Many moons ago, I went through a painful break-up and found myself very alone with a sore tender heart on Valentine's Day. I decided I would make myself the fanciest meal I could conjure up and enjoy my own company over candlelight. So I bought a Cornish hen and a great bottle of wine. I stuffed that little bird, roasted it up with some veggies, got out some nice linens, and proceeded to wine and dine myself. It was empowering, delicious, memorable. When I think of it now, it makes me think of this video by the marvellous Andrea Dorfman and Tanya Davis:
That was one of the few times I'd ever eaten Cornish hen, mainly because it's hard to find a source of good local, organic ones. But this summer, I've rekindled my romance with the sweet hen. As it turns out, Cornish hen are not so fancy after all (or even necessarily a hen for that matter), they're actually just a younger version of the regular broiler chicken. I learned that from our friends at the farmer's market who have got me hooked on their organically-raised Cornish hen. They also told me about butterflying the bird (also called spatchcocking, though that sounds kind of naughty doesn't it?) to get quick, even cooking and the most tender meat possible. (And that's saying a lot since Cornish hen is already incredibly moist and tender).

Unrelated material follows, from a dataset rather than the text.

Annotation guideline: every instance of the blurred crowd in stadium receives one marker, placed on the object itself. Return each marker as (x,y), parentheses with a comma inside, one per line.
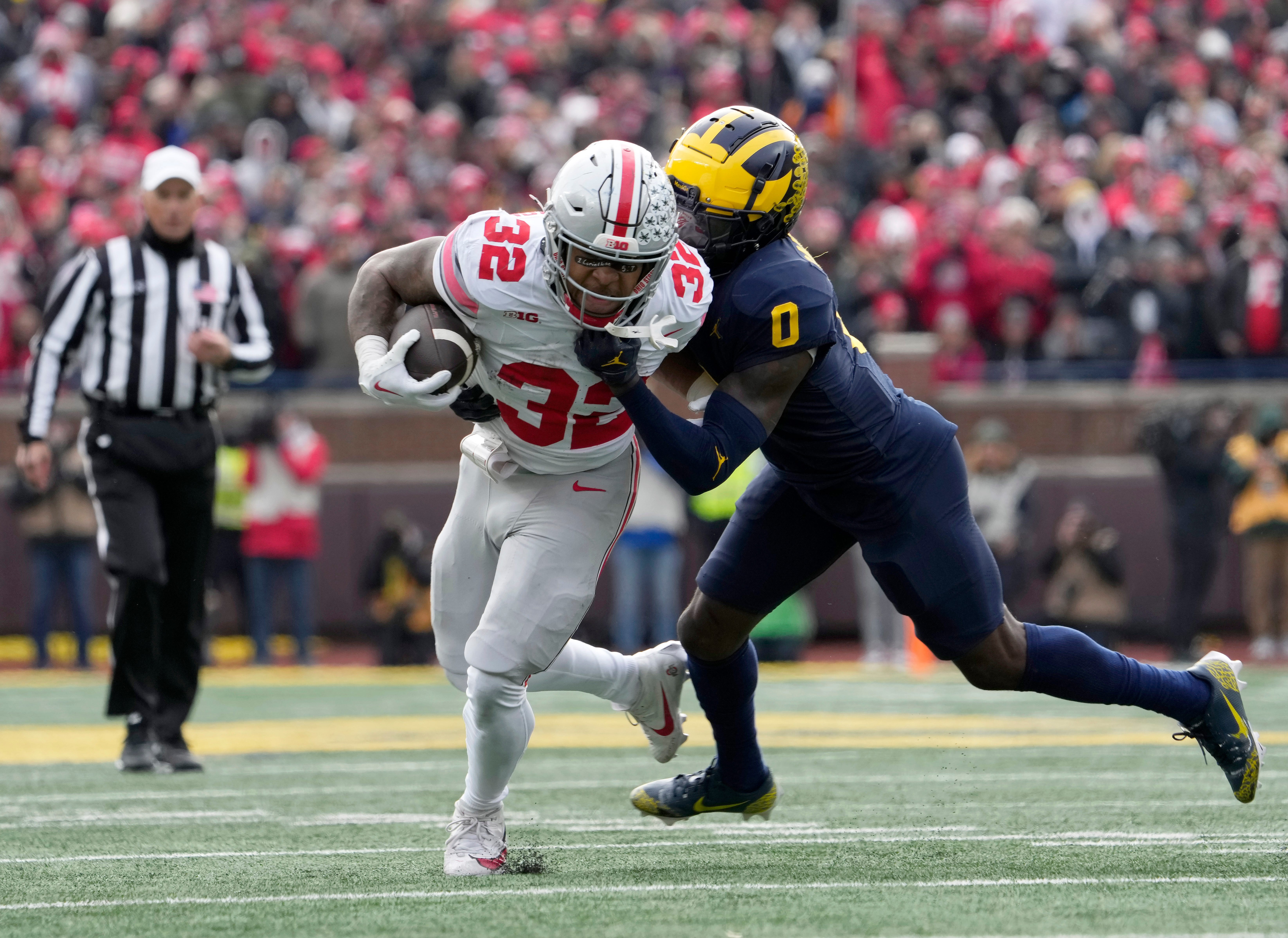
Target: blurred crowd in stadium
(1040,182)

As a teenager, I always had a song that embodied the feeling of each summer, usually whatever song was being played on the radio the most. I still do that. (In case you're wondering, this is my summer 2015 song). In the same vein, there's sometimes one dish that embodies a particular summer. And this summer's is most definitely this butterflied Cornish hen grilled on wood coals.
I feel like I'm only just now emerging from a somber couple of weeks. First, there was the recent passing of the DARK Act in Congress which was like a punch in the stomach. In case you missed my last post, the DARK Act would kill GMO labelling in America, making it illegal for individual states to have mandatory GMO labelling. So if it gets through the Senate, then Vermont, Maine, and Connecticut's GMO labelling laws would be overturned. The bill was heavily sponsored by big food companies (Kraft, Kellogg's, Coca-Cola, etc) and of course, the folks at Monsanto who seem willing to put any amount of money down to make sure the public won't know which foods contain their GMOs. The only hope now is to convince Senators to vote against this un-democratic bill so it doesn't go into law.
Then, the week after the DARK Act passed, our piglets got attacked by what we think was a coyote. One of them was badly injured and we spent several days trying to nurse him back to health. After three long days performing gruesome wound cleanings of the kind I would have never thought myself capable of, and three long nights sleeping in the tent close to their pen to make sure coyotes didn't come back for them, we made the heartbreaking decision to put the little guy down. I spent the whole day in tears, wondering if we were doing the right thing, if we should keep trying to nurse him back to health, or if we should have put him out of his misery much sooner. During those days of tending to his wounds, I got very attached to him and to the hope that he would make a comeback. He was our favorite from the start: the runt of the pack, small, freckled, with ears so floppy we called him Eeyore. I hope he is in a better place now.
It was my first experience with injured farm animals and making such a difficult decision. It made me question how I feel about eating meat since even if little Eeyore had gotten better, he would have eventually been slaughtered for meat. I've always believed that if a person chooses to be a carnivore, they should be aware of where their meat comes from and what kind of life the animal had. Getting to know a living being whose life you are one day going to take raises all kinds of questions about meat-eating that I've long struggled with, even more so now. My rationale for choosing to eat meat boils down to three main things. The first is that animals kill each other for food in the wild, and we are (albeit more and more distantly) part of that natural world. The second is that many vegetarians I know have experienced severe vitamin B12 deficiencies, having to take supplements in order to get better and I'd rather not cut anything out of my diet that could make me deficient in key nutrients. And finally, purely selfishly, because it tastes so damn good. But not all meat is created equal and eating meat should come with a responsibility. The responsibility to source it carefully, from animals that have lived a happy, healthy life outdoors, with access to fresh air and pasture and who have been slaughtered quickly, painlessly, and humanely. Any day, I would choose a vegetarian diet over eating generic factory-farmed meat, especially given this alarming recent development.
During the three difficult days of nursing our piglet, I spoke to a very kind vet on the phone, a guardian angel who talked us through our options. As he said, choosing to end an animal's life is not an easy thing to do, but an instant death is likely preferable to slow prolonged suffering. And when I think about it, that's probably what I would choose for myself if I were so badly injured. What's for sure is that the bacon we'll be eating this winter will be even more appreciated than ever before.
And while we wait for that tasty bacon, you'll find me grilling the world's most juicy tender Cornish hen, thanks to our friends at Common Wealth Farm.